アルベニス流連槍術の極意は槍術に非ず。その真髄は体術にある。槍はその功夫をベースにした体術のリーチを伸ばすための腕の延長に過ぎない。但し、体術の際の邪魔にならないギリギリの長さがアルベニス流の短槍である。
勁で極端に強化された手刀こそがアルベニスの本来の槍と言っても過言ではない。その為、アルベニス流は「双槍術」ではなく「連槍術」 短槍と手刀、いや手槍の四連槍なのだ。
リンツとバルナス、お互いの猛攻は続く、バルナスもヘイゼルから聞いていたリンツの外氣勁を警戒し、ガードはせずに避けに徹する。一撃でも食らえば電撃の餌食、痺れで体が硬直すれば命取りだとわかっている。
「どうした? お宅も随分と臆病になったみたいだな」
「ほざけ!」
バルナスは斧の面を叩きつけるように横に振る。叩き切るだけではなく、こうして叩きつける鈍器のようにも使えるところが斧の特性だろう。
リンツはフワリとバック宙し、強烈な風圧と共に襲い来る斧の壁をかわす。地面に降り立つ瞬間、彼は先ほど構成員達に使ったように地面を強く踏みつける。自身の属性で地電流に干渉、増幅させ、相手の足元から雷を「昇らせた」
「ぐぅっ!?」
リンツの身に纏っている雷のみを警戒していたバルナスは突然の足元からの電撃に反応できず体を硬直させた。
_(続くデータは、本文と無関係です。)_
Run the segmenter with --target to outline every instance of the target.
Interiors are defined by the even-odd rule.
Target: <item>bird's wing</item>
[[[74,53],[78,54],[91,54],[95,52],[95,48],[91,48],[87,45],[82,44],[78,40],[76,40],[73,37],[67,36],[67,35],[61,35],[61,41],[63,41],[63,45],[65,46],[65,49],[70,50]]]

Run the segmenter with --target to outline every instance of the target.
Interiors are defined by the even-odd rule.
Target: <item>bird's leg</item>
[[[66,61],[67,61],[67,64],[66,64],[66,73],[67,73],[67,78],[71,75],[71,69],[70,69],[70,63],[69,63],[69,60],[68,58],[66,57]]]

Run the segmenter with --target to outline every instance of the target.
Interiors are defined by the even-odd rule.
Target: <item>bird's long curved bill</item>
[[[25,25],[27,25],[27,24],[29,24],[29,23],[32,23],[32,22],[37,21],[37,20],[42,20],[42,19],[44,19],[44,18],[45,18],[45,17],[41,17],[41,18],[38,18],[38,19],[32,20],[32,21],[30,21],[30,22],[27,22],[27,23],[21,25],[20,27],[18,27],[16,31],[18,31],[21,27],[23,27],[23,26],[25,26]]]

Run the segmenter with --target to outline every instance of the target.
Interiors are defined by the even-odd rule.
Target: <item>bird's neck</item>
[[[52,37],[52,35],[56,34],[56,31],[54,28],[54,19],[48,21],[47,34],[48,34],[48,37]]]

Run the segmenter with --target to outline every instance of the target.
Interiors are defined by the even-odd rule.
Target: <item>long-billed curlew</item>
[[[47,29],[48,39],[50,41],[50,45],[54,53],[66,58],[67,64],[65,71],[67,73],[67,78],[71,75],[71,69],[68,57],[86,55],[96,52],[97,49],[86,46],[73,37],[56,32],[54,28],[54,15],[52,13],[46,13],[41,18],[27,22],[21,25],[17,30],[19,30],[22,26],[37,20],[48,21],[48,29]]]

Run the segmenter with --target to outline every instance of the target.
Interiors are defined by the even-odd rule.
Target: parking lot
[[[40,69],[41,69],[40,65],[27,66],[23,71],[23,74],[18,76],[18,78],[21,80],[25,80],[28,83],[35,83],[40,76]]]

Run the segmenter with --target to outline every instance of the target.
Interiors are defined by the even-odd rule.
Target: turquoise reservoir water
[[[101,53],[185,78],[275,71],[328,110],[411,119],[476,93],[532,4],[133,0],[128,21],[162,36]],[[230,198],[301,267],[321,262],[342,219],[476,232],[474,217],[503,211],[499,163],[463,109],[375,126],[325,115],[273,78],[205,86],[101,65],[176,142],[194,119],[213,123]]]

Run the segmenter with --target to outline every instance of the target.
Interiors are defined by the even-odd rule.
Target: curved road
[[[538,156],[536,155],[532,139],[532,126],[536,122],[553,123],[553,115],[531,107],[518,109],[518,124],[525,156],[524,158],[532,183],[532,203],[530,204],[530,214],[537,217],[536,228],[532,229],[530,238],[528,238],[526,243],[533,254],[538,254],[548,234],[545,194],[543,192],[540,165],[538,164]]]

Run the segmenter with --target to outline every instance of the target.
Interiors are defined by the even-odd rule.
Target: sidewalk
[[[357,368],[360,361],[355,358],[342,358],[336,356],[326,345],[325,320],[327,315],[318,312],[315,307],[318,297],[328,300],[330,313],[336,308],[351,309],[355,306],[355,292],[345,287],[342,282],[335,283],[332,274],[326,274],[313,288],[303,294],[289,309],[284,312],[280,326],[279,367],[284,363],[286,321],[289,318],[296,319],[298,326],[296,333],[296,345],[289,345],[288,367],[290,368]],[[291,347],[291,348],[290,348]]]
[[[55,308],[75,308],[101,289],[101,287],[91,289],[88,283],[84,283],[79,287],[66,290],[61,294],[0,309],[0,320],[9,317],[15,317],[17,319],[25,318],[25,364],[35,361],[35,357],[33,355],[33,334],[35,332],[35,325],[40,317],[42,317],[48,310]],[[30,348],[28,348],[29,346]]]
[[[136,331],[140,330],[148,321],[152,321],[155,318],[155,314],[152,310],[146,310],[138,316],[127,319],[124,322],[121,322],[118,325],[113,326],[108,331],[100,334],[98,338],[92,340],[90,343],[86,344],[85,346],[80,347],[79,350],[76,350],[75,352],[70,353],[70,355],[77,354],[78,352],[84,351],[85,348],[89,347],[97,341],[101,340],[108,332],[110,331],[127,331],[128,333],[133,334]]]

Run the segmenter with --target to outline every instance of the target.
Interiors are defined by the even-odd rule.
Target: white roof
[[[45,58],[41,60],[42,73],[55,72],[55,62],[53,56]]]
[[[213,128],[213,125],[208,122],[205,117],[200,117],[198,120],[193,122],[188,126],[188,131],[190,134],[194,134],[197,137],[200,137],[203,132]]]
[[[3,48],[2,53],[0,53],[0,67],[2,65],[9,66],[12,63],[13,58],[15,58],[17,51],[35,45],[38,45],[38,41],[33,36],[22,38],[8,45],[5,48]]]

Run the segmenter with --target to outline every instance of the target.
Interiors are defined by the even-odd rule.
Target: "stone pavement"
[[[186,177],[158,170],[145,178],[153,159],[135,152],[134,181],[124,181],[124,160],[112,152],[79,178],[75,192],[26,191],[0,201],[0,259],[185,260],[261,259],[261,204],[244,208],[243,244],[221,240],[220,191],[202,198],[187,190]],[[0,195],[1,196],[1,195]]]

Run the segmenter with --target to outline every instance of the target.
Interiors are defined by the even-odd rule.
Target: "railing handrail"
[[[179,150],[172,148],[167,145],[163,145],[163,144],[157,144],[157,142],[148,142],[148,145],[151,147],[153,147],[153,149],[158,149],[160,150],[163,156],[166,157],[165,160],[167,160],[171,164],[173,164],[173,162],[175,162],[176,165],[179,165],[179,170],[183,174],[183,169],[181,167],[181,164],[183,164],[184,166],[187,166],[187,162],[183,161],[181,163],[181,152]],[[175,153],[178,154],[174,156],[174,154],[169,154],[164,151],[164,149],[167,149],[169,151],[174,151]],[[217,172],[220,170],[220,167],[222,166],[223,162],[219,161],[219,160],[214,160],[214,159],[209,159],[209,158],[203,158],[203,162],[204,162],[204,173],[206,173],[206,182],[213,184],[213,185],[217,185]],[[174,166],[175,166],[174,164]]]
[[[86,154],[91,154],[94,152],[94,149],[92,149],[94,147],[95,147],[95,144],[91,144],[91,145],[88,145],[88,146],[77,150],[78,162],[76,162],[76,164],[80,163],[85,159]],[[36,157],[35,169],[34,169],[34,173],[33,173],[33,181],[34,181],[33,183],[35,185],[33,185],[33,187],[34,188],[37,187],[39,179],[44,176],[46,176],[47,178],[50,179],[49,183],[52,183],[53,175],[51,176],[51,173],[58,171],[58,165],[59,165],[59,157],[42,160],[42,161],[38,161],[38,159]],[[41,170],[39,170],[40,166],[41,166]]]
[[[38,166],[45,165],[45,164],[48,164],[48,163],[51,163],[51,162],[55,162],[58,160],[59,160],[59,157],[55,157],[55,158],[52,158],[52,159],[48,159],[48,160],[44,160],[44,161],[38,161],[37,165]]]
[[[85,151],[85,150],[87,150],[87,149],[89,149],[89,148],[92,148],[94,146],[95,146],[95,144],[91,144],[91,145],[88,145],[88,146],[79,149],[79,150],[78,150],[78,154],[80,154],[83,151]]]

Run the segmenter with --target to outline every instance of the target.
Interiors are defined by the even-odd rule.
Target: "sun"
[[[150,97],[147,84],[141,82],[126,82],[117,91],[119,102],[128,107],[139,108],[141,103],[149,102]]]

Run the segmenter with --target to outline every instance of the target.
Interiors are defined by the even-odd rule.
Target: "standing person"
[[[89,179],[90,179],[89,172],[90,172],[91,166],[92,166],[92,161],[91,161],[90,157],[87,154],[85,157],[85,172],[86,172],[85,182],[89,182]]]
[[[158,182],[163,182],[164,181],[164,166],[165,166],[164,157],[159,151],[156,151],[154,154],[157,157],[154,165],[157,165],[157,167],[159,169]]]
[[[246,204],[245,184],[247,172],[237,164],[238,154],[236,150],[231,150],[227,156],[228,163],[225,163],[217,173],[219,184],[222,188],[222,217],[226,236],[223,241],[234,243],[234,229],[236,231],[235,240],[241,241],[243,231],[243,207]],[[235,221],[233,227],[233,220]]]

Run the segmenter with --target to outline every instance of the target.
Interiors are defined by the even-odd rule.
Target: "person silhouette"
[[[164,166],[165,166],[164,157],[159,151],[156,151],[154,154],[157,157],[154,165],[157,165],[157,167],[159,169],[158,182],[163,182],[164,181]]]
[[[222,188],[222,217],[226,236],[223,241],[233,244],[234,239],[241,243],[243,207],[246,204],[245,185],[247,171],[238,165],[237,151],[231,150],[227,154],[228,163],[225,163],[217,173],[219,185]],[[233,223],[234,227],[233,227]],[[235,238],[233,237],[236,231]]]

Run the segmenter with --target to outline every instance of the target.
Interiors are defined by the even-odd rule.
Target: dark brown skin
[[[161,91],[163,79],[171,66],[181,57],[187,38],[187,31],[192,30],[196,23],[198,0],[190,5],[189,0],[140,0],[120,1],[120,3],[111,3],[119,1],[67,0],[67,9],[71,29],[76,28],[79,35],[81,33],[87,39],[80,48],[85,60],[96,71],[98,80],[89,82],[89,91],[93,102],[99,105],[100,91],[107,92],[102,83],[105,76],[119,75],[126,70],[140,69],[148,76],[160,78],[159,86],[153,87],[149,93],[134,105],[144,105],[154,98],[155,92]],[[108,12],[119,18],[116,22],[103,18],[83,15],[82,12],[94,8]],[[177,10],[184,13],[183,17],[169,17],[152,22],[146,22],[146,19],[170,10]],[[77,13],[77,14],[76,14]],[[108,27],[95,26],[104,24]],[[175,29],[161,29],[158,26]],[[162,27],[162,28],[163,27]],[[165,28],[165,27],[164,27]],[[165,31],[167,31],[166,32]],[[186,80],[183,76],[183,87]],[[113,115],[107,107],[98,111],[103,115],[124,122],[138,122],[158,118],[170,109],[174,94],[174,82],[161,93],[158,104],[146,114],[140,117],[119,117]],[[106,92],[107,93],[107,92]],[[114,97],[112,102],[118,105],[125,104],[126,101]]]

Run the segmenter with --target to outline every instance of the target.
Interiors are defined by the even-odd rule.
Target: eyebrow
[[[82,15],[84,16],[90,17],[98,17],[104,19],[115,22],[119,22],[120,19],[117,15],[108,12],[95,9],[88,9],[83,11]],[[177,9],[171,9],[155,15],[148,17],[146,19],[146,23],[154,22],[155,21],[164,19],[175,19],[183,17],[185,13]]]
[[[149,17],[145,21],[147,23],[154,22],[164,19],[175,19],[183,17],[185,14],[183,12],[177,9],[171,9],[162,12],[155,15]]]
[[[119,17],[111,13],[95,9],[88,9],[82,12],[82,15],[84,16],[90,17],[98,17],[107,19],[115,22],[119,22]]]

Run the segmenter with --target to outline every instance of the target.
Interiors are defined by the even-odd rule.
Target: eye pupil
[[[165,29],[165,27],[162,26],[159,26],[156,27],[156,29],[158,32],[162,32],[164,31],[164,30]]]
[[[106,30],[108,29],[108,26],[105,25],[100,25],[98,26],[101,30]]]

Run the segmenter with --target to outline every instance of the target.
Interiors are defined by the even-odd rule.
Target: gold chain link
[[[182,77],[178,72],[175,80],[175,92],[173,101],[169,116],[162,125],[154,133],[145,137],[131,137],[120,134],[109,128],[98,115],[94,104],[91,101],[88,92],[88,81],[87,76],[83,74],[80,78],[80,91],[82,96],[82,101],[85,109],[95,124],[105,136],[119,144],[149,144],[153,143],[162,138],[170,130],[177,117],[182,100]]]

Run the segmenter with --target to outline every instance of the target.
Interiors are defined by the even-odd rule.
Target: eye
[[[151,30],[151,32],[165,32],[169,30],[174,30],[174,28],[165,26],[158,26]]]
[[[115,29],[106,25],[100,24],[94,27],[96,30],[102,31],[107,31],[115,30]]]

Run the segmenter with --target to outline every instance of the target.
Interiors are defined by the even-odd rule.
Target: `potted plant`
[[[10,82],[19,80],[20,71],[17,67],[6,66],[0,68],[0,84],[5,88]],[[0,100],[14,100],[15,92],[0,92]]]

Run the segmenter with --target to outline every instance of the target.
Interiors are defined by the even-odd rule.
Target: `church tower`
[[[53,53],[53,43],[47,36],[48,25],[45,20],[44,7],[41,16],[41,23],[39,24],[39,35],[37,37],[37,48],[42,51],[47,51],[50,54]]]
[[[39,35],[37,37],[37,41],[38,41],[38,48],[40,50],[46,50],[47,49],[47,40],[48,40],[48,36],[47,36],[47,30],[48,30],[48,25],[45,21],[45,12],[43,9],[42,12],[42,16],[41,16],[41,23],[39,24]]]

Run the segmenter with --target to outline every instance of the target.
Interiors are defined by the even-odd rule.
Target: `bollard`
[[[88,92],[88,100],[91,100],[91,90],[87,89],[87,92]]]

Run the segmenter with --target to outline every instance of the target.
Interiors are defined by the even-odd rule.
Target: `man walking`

その隙を見てリンツは勝負を決めようと距離を詰める。
止めの一撃を食らわせようと手の平に雷を溜め、掌底を叩き込もうとしたが、バルナスの視線が左に向いていることに気付く。手の雷を解除、素早く片方の槍を抜き、バルナスの視線の方向へ投擲。
投擲した先には狙撃のチャンスを窺い、教会から十数メートル離れた木の上にいたエイアードが。彼の左肩には深々と槍が刺さっていた。
未だ硬直の解けないバルナスの胸へ思い切り勁を込めた回し蹴りを放つリンツ。その巨体はまるで石ころを蹴ったかのように吹っ飛び、教会を囲う石壁に激突した。
倒れこみ、ピクリともしないバルナスをよそに、リンツは投擲した槍の元へ。槍が刺さった衝撃で木から落ちたのだろうエイアードは肩を抑えながらリンツを睨み付けていた。
「悪いな。それ、返してもらうぜ」
「うぐっ!」
エイアードの肩から槍を引き抜く。エイアードは背中を向け歩き出すリンツに向け、右腕一本で長銃を何とか構え、震える照準で撃とうとする。
「やめておいた方がいい。多分、当たらない」
こちらを一瞥もせず、背中を向けたまま言い放ったリンツを未だ睨み付けたまま、エイアードはゆっくりと銃を降ろした。